I am talking about the failed attempt to ram a private school voucher bill through this session of the General Assembly. It was just the latest attempt by a bunch of Kool-Aid drinking Republicans to take our tax dollars and give advantage to private schools. The proponents call this an Education Savings Account. I call it an insult to you, the job you do and the conditions under which you do it.
You have been insulted many times before. You have been furloughed. One legislator who suggested sending you home without pay was soon photographed in his tuxedo, slurping an adult beverage at a hoity-toity cocktail party, giving new meaning to the term, “Let ‘em eat cake (or sip martinis”).
Bonus money promised to you by Gov. Nathan Deal in many cases didn’t get to your pockets. The state said those of you who became National Board Certified would receive a 10% stipend only to have George E. Perdue take it away from you somewhere about the time he was getting a sweetheart real estate deal in middle Georgia tax-free.
Now comes your new Lt. Gov. Geoff Duncan. He tasked newbie Sen. Greg Dolezal, R-Cumming, who had all of 30 days in office to front the voucher bill. That was like sending Elmer Fudd to the gunfight at the O.K. Corral.
The bill was defeated in the state Senate by a vote of 28-25. Seven Republican senators voted against the bill and, unlike Dolezal, they come with strong legislative credentials. Butch Miller of Gainesville, president pro tempore of the Senate; Jack Hillof Reidsville, chairman of Senate Appropriations; Lindsay Tippins of Marietta, chairman of Senate Higher Education and one of public education’s best friends; Tyler Harper of Ocilla, chairman of the Natural Resources Committee with whom I served on the Governor’s Education Reform Commission; Greg Kirk of Americus, chairman of State and Local Government; Ellis Black of Valdosta, a member of the Senate Appropriations Committee, another good friend of public education and Dean Burke of Bainbridge, vice chairman of Health and Human Services. Elmer Fudd was overmatched.
The voucher crowd then tried to sneak it through the House. That, too, failed, and mercifully the session ended. But this voucher scheme will be back next year with a new sense of urgency. The Republican majority in the Legislature is hemorrhaging members and may be in their last gasp as the majority party before loony-left Democrats take over.
Dismantling public education is very important to these vacuous ideologues. Some proponents say if they are sending their kids to private schools, why should they be paying for public schools? If I don’t drive in Vermont, why should my federal tax dollars go to their highways?

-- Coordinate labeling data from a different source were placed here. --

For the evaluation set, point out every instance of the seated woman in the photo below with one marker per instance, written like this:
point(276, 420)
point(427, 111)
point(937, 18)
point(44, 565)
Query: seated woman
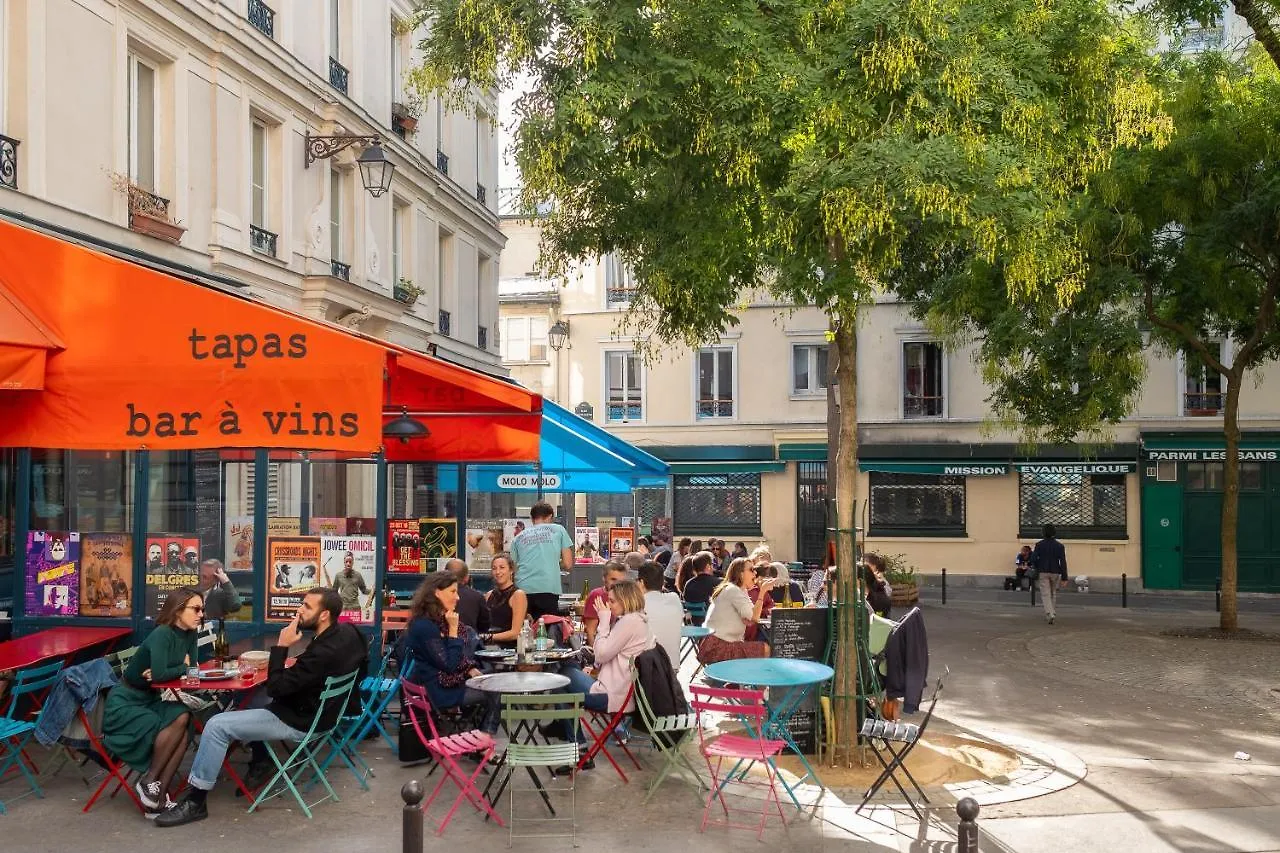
point(443, 648)
point(730, 615)
point(138, 726)
point(507, 605)
point(624, 633)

They claim the voucher scheme is revenue neutral. It isn’t. Voucher dollars would be subtracted from your district’s funding formula. They claim they would cap the number of students who could participate in the program. This is the same crowd that swore they would cap income tax credits for donations to student scholarship organizations at $50 million and then raised it to $100 million.
Unlike you, public schoolteachers, who are measured seven-ways-from-Sunday, there is no requirement to evaluate voucher programs. We are supposed to take the voucher crowd’s word for it. The names of schools the voucher students attend are not made public. You can smell the possibility of fraud a mile away.
Check out what is happening in Arizona, which proponents like to use as a model for their voucher scheme. Voters rejected an expansion of the program amid concerns about misuse of funds.
I am sure the politicians will remind you of the $3,000 raise you got this year. I would remind them that you didn’t get anything you don’t deserve, particularly with them reminding the world that you are “failing” our kids.
What is failing is that no one will admit it’s all about the money. Billions of dollars controlled by outside private operators. Deep-pocketed special interest groups willing and able to make the kind of campaign contributions you can’t make.
You won this time around, public schoolteachers, but you may be sure the voucher crowd will be back next year talking about you and your failing schools. I plan to be there, too. Doing battle with the Elmer Fudds of the world gives my life meaning.